Being told your child has some degree of hearing loss can leave you feeling overwhelmed, but knowing what comes next can help you get organised and make a plan of action for your child and family. After diagnosis, there are a few basic steps that will enable your child to have the best quality of life possible. Here’s an overview of what happens after diagnosis:
Hearing aids can do much more than simply amplify sounds. If your child only has difficulty hearing certain sounds, such as high-frequency sounds, hearing aids can be used to alter high-frequency sounds as they enter your child’s ears, allowing them to hear sounds they previously could not. Hearing aids can also be used to fade out background noise, allowing your child to focus on and hear conversations.
You’ll want your child to be fitted for appropriate hearing aids as soon as possible after diagnosis, and this involves having impressions taken of your child’s ear canals. These impressions ensure the earmolds, which are the part that fit in your child’s outer ears, fit securely. This is vital as the earmolds prevent external noise from leaking into your child’s ears and interfering with the sounds delivered by the hearing aids.
Once the impressions are taken, your child’s custom-made earmolds will be fitted with amplifiers and they’ll be given the opportunity to select the colour of their hearing aids. You will then have a fitting appointment with your child’s audiologist to ensure the hearing aids are comfortable and programmed to perform optimally for your child.
If required, your child will also be referred for supportive therapy, such as aural rehabilitation or speech and language therapy, to help them adjust to wearing hearing aids, improve pronunciation and meet developmental milestones. Your child can also be referred to a counsellor or child psychologist, if necessary. This may be helpful if they are having a particularly tough time adapting or if they’ve experienced any sort of bullying or social exclusion as a result of their hearing difficulties.
Life at Home
If your child is very young or non-verbal, you’ll need to check their hearing aids are working every day and clean them regularly. You’ll be shown how to do this, and you can purchase a hearing aid stethoscope, which can be useful for determining if there’s any muffling of sound or feedback that can occur when hearing aids get wet.

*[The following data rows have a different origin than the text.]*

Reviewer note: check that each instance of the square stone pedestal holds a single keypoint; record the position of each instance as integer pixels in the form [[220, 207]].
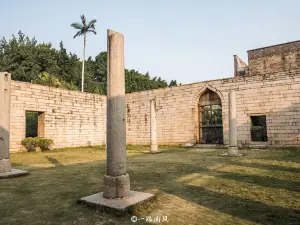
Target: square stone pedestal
[[134, 197], [13, 173]]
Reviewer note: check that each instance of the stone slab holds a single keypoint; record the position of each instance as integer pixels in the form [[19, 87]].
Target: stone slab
[[13, 173], [133, 198], [233, 155]]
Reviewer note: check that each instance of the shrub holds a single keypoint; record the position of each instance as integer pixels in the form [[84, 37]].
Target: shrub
[[32, 143], [44, 143]]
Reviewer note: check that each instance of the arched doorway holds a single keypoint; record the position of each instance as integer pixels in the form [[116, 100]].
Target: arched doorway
[[210, 118]]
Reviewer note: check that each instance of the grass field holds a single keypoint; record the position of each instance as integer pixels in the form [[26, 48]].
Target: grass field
[[194, 186]]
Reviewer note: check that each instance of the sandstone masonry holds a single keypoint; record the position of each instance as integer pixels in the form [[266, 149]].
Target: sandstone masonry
[[270, 86]]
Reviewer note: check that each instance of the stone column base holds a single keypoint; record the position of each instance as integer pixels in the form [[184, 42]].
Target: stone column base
[[5, 165], [116, 187], [233, 150], [154, 148]]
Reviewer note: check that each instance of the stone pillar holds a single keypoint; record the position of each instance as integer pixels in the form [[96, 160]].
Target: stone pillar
[[235, 65], [233, 149], [153, 140], [117, 194], [5, 165], [5, 80], [116, 180]]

It will likely take your whole family time to adjust to life with hearing loss, but try to keep the atmosphere at home upbeat and relaxed. This can help prevent your child feeling like a burden and help any siblings understand their life at home doesn’t have to change.
You’ll be invited to attend follow-up appointments at your local hearing clinic. These appointments are particularly important for children as their ears are still growing, so their hearing aids have to be adjusted on a regular basis. Follow-up appointments also allow you to discuss any concerns and assess the effectiveness of any supportive therapy your child has been undergoing.
Having a child with hearing loss can require an extra commitment of time and energy, so it’s important to take time for yourself whenever possible. If you’d like to speak to other parents in a similar position, consider going along to a local parent support group.